Patcharanat P.
This project emphasized setting up environment for Data Engineering pipelines, including:
- Initializing Airflow and Kafka on local environment with docker compose.
- Enabling cloud resources in GCP and AWS for testing.
- Implementing Data Loading Module for data initialization.
What expected from this project is technical detail on how to send data for batch and streaming type with different APIs.
If you're non-technical person or just want concepts of the project, please check concept.md instead of this main documnetation.
- Program Installed
- Python
- Docker
- Terraform
- gcloud CLI
- aws CLI
- Sensitive Information pre-created
# .env # TODO: Get MongoDB Connection URI From Web UI MONGO_URI="mongodb+srv://....mongodb.net" GCP__PROJECT="your-project-name"

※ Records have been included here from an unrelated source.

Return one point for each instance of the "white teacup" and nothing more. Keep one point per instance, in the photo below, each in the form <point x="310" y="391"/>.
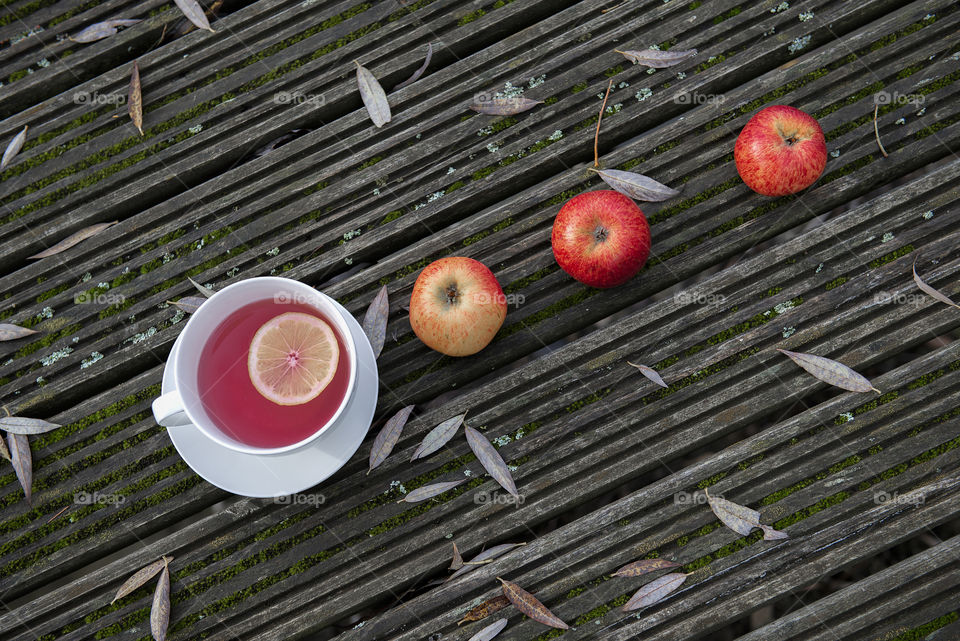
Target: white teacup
<point x="181" y="407"/>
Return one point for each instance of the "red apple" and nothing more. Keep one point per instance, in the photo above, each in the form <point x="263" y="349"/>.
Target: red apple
<point x="780" y="151"/>
<point x="457" y="306"/>
<point x="601" y="238"/>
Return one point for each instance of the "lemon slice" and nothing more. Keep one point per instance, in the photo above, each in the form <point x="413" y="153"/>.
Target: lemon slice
<point x="293" y="357"/>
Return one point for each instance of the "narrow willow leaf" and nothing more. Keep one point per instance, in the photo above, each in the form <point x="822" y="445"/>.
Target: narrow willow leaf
<point x="387" y="438"/>
<point x="927" y="289"/>
<point x="22" y="462"/>
<point x="509" y="106"/>
<point x="769" y="534"/>
<point x="160" y="611"/>
<point x="438" y="437"/>
<point x="491" y="460"/>
<point x="485" y="609"/>
<point x="428" y="491"/>
<point x="657" y="59"/>
<point x="737" y="517"/>
<point x="375" y="321"/>
<point x="419" y="72"/>
<point x="457" y="561"/>
<point x="140" y="577"/>
<point x="484" y="557"/>
<point x="636" y="186"/>
<point x="830" y="371"/>
<point x="645" y="566"/>
<point x="194" y="13"/>
<point x="655" y="591"/>
<point x="650" y="373"/>
<point x="73" y="239"/>
<point x="490" y="631"/>
<point x="188" y="304"/>
<point x="14" y="147"/>
<point x="101" y="30"/>
<point x="529" y="605"/>
<point x="23" y="425"/>
<point x="203" y="289"/>
<point x="373" y="95"/>
<point x="10" y="332"/>
<point x="135" y="99"/>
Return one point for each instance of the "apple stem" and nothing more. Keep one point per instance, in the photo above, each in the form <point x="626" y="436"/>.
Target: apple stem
<point x="596" y="136"/>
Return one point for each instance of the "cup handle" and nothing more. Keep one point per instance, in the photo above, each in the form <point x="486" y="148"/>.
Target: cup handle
<point x="168" y="410"/>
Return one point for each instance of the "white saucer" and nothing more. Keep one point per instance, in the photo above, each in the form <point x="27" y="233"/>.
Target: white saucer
<point x="282" y="474"/>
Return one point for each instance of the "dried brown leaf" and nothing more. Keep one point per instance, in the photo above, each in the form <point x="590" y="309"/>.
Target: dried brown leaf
<point x="135" y="99"/>
<point x="387" y="438"/>
<point x="194" y="13"/>
<point x="650" y="373"/>
<point x="927" y="289"/>
<point x="10" y="332"/>
<point x="428" y="491"/>
<point x="160" y="611"/>
<point x="24" y="425"/>
<point x="530" y="606"/>
<point x="490" y="631"/>
<point x="645" y="566"/>
<point x="508" y="106"/>
<point x="73" y="239"/>
<point x="375" y="321"/>
<point x="655" y="591"/>
<point x="485" y="609"/>
<point x="636" y="186"/>
<point x="373" y="95"/>
<point x="22" y="462"/>
<point x="438" y="437"/>
<point x="830" y="371"/>
<point x="140" y="577"/>
<point x="14" y="147"/>
<point x="101" y="30"/>
<point x="657" y="59"/>
<point x="419" y="72"/>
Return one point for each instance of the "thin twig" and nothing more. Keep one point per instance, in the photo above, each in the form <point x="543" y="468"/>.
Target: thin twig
<point x="596" y="136"/>
<point x="876" y="131"/>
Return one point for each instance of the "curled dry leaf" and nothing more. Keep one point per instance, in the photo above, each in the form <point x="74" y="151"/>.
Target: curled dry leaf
<point x="73" y="239"/>
<point x="387" y="438"/>
<point x="194" y="13"/>
<point x="636" y="186"/>
<point x="485" y="609"/>
<point x="428" y="491"/>
<point x="419" y="72"/>
<point x="529" y="605"/>
<point x="373" y="95"/>
<point x="160" y="611"/>
<point x="140" y="577"/>
<point x="655" y="591"/>
<point x="657" y="59"/>
<point x="135" y="99"/>
<point x="438" y="437"/>
<point x="650" y="373"/>
<point x="10" y="332"/>
<point x="23" y="425"/>
<point x="490" y="631"/>
<point x="645" y="566"/>
<point x="22" y="462"/>
<point x="188" y="304"/>
<point x="491" y="460"/>
<point x="927" y="289"/>
<point x="375" y="321"/>
<point x="14" y="147"/>
<point x="830" y="371"/>
<point x="101" y="30"/>
<point x="508" y="106"/>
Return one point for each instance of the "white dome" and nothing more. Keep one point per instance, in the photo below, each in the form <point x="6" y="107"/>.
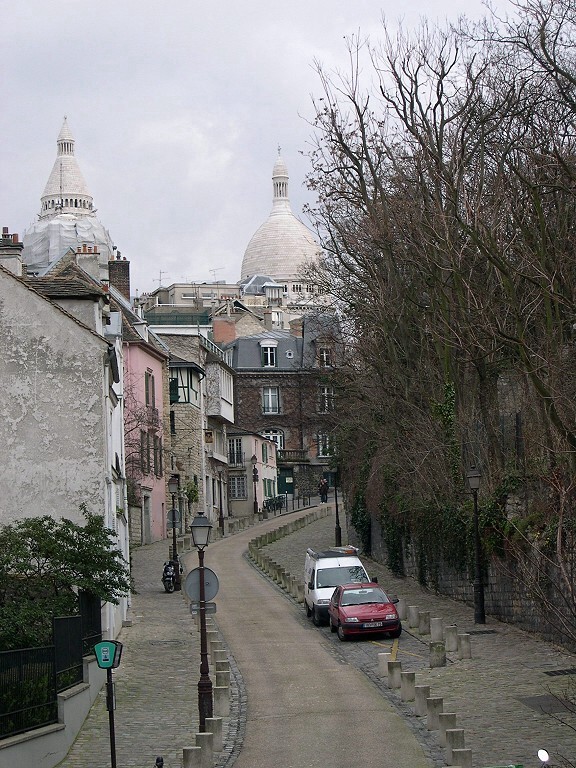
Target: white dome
<point x="283" y="244"/>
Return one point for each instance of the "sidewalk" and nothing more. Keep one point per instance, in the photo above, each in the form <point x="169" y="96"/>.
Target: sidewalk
<point x="502" y="695"/>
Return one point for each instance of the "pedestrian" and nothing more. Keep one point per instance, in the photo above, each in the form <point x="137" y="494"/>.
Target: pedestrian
<point x="323" y="490"/>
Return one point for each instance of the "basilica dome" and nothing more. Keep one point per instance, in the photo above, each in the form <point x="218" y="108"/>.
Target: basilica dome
<point x="283" y="244"/>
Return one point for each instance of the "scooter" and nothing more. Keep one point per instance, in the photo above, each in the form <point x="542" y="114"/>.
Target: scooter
<point x="169" y="576"/>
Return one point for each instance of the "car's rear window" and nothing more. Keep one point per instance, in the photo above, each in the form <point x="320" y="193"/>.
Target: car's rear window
<point x="333" y="577"/>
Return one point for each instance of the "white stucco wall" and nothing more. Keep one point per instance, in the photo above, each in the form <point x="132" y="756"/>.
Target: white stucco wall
<point x="52" y="409"/>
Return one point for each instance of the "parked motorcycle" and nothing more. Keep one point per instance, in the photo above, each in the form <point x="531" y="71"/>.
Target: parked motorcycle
<point x="169" y="576"/>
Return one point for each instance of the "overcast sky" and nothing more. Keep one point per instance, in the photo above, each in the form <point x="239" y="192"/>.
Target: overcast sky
<point x="177" y="108"/>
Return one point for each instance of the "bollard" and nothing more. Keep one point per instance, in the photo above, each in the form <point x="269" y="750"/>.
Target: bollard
<point x="413" y="615"/>
<point x="394" y="672"/>
<point x="383" y="659"/>
<point x="446" y="720"/>
<point x="437" y="630"/>
<point x="463" y="756"/>
<point x="421" y="693"/>
<point x="464" y="647"/>
<point x="192" y="757"/>
<point x="214" y="726"/>
<point x="437" y="655"/>
<point x="407" y="685"/>
<point x="424" y="623"/>
<point x="402" y="609"/>
<point x="221" y="700"/>
<point x="454" y="740"/>
<point x="205" y="741"/>
<point x="434" y="705"/>
<point x="451" y="633"/>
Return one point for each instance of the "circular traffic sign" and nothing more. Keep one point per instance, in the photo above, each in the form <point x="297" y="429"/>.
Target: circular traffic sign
<point x="192" y="585"/>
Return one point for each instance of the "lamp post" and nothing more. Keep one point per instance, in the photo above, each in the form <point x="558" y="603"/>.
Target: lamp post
<point x="474" y="476"/>
<point x="337" y="529"/>
<point x="173" y="487"/>
<point x="200" y="529"/>
<point x="255" y="483"/>
<point x="221" y="515"/>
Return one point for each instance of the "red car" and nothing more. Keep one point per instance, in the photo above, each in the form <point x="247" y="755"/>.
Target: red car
<point x="362" y="609"/>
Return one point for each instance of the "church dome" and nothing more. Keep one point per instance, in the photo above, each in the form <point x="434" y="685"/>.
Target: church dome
<point x="283" y="244"/>
<point x="67" y="217"/>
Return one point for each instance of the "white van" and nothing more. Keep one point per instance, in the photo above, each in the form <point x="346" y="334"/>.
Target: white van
<point x="323" y="572"/>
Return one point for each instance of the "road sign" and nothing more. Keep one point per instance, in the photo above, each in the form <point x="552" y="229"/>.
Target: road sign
<point x="195" y="608"/>
<point x="192" y="585"/>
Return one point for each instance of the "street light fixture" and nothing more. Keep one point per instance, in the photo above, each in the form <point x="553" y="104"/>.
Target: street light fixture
<point x="221" y="516"/>
<point x="474" y="476"/>
<point x="173" y="488"/>
<point x="200" y="529"/>
<point x="255" y="483"/>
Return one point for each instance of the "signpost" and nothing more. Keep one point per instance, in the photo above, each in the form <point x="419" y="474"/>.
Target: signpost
<point x="108" y="655"/>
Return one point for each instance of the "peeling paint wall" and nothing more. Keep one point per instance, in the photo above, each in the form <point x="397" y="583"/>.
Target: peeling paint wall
<point x="52" y="418"/>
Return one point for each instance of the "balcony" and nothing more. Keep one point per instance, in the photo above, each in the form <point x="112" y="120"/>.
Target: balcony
<point x="297" y="456"/>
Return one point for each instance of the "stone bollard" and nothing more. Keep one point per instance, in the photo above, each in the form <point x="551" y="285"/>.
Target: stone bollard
<point x="434" y="705"/>
<point x="394" y="674"/>
<point x="463" y="756"/>
<point x="402" y="609"/>
<point x="407" y="685"/>
<point x="421" y="693"/>
<point x="437" y="655"/>
<point x="437" y="630"/>
<point x="221" y="701"/>
<point x="451" y="639"/>
<point x="446" y="720"/>
<point x="214" y="726"/>
<point x="206" y="742"/>
<point x="223" y="679"/>
<point x="424" y="623"/>
<point x="383" y="659"/>
<point x="464" y="647"/>
<point x="192" y="757"/>
<point x="454" y="740"/>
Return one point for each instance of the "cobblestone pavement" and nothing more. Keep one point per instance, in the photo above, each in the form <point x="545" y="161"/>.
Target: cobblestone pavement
<point x="501" y="696"/>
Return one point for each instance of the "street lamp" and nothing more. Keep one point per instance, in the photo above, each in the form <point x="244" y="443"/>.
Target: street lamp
<point x="337" y="529"/>
<point x="255" y="483"/>
<point x="173" y="488"/>
<point x="221" y="516"/>
<point x="200" y="529"/>
<point x="474" y="476"/>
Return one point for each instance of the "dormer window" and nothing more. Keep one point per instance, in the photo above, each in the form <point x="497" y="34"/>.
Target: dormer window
<point x="268" y="353"/>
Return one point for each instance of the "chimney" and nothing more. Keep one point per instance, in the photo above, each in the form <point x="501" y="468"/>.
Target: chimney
<point x="268" y="319"/>
<point x="119" y="274"/>
<point x="11" y="252"/>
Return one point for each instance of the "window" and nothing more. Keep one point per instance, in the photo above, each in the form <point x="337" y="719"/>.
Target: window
<point x="237" y="485"/>
<point x="270" y="400"/>
<point x="325" y="357"/>
<point x="235" y="455"/>
<point x="149" y="393"/>
<point x="326" y="399"/>
<point x="276" y="435"/>
<point x="324" y="444"/>
<point x="184" y="386"/>
<point x="269" y="357"/>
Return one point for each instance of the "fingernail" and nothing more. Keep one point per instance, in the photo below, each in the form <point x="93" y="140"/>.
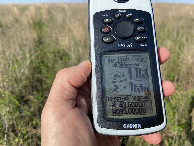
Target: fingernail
<point x="82" y="64"/>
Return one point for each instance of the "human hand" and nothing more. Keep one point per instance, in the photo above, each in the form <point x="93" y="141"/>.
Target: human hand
<point x="64" y="119"/>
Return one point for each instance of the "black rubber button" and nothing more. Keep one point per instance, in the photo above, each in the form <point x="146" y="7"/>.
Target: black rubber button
<point x="107" y="20"/>
<point x="128" y="16"/>
<point x="106" y="29"/>
<point x="138" y="20"/>
<point x="124" y="29"/>
<point x="108" y="39"/>
<point x="140" y="38"/>
<point x="141" y="29"/>
<point x="117" y="16"/>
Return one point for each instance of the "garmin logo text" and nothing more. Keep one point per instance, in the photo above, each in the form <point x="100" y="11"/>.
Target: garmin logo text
<point x="132" y="126"/>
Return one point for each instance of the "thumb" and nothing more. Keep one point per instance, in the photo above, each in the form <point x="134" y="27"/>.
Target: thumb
<point x="64" y="88"/>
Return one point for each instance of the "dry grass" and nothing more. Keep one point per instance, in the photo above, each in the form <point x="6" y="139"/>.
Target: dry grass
<point x="38" y="40"/>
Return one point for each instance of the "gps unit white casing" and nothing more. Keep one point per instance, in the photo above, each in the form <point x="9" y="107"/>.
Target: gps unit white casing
<point x="106" y="8"/>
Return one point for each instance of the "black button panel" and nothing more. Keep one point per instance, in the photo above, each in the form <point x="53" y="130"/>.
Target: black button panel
<point x="128" y="16"/>
<point x="123" y="26"/>
<point x="106" y="29"/>
<point x="140" y="38"/>
<point x="108" y="39"/>
<point x="138" y="20"/>
<point x="117" y="16"/>
<point x="141" y="29"/>
<point x="107" y="21"/>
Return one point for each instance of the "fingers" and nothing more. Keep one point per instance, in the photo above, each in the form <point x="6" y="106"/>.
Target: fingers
<point x="168" y="88"/>
<point x="153" y="138"/>
<point x="64" y="89"/>
<point x="164" y="54"/>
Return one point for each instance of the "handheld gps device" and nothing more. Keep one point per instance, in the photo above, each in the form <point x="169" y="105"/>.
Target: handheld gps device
<point x="127" y="96"/>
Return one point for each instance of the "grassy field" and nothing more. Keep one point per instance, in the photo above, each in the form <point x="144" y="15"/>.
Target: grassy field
<point x="36" y="41"/>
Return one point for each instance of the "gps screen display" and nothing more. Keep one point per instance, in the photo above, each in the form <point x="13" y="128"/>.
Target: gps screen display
<point x="127" y="86"/>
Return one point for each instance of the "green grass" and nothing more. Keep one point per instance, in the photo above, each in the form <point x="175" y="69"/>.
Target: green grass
<point x="36" y="41"/>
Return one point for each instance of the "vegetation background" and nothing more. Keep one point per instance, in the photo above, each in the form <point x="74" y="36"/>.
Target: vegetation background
<point x="36" y="41"/>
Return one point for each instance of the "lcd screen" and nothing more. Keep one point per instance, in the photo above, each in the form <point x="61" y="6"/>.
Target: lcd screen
<point x="127" y="86"/>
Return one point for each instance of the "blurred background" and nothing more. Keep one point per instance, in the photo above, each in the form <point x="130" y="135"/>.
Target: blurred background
<point x="37" y="40"/>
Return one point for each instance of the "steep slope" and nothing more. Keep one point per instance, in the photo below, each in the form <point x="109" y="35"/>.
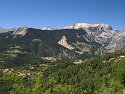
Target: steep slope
<point x="2" y="30"/>
<point x="101" y="33"/>
<point x="118" y="42"/>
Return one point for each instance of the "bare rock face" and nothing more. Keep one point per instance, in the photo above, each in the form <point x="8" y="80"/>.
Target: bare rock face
<point x="64" y="43"/>
<point x="47" y="28"/>
<point x="20" y="31"/>
<point x="117" y="42"/>
<point x="101" y="33"/>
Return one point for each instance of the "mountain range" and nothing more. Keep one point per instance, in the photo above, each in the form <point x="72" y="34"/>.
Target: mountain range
<point x="72" y="41"/>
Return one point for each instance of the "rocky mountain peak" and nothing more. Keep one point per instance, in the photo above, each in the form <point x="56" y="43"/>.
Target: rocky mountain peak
<point x="20" y="31"/>
<point x="47" y="28"/>
<point x="2" y="30"/>
<point x="86" y="25"/>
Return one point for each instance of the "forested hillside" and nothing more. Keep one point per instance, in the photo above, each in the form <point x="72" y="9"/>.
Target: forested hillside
<point x="99" y="75"/>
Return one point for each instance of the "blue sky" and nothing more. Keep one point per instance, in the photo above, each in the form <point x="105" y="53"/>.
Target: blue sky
<point x="60" y="13"/>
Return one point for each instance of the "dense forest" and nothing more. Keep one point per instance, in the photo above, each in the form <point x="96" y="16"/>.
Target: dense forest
<point x="99" y="75"/>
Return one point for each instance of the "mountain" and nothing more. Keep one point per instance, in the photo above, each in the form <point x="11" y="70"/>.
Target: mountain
<point x="2" y="30"/>
<point x="20" y="31"/>
<point x="73" y="41"/>
<point x="59" y="44"/>
<point x="101" y="33"/>
<point x="47" y="28"/>
<point x="118" y="42"/>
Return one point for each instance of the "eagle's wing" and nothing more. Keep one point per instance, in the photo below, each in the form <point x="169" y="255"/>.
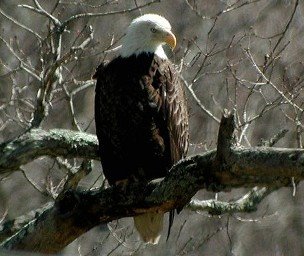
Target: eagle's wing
<point x="176" y="114"/>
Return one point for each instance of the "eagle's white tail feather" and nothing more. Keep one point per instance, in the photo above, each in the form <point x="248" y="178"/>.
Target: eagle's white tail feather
<point x="149" y="226"/>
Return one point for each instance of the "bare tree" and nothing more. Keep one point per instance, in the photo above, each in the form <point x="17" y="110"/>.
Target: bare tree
<point x="240" y="55"/>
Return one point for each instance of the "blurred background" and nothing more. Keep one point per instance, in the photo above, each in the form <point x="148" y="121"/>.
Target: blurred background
<point x="242" y="55"/>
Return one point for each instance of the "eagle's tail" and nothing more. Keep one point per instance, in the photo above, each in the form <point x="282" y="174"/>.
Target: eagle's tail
<point x="149" y="226"/>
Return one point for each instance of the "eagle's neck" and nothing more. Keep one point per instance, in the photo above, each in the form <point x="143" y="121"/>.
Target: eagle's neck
<point x="128" y="49"/>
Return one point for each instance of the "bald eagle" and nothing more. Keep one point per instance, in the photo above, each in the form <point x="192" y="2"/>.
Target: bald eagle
<point x="140" y="112"/>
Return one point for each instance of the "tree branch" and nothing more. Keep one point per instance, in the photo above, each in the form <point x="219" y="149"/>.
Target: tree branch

# ./.docker/.env # TODO: Set AWS Profile AIRFLOW_PROJ_DIR="../.airflow" AIRFLOW_UID="50000" AWS_PROFILE="<aws-sso-profile>" AWS_ACCESS_KEY_ID="<your AWS Access Key ID with S3 Permission>" AWS_SECRET_ACCESS_KEY="<your AWS Secret Key with S3 Permission>"
# .terraform/aws/terraform.tfvars profile = "<profile-name>"
# .terraform/gcp/terraform.tfvars service_account_email = "<service-account-name>@<gcp-project-name>.iam.gserviceaccount.com" project_id = "<gcp-project-name>" location = "<region>"
make start
# make stop
Explanation
- I modified docker compose template by conduktor to use Kafka with redpanda console (conduktor removed)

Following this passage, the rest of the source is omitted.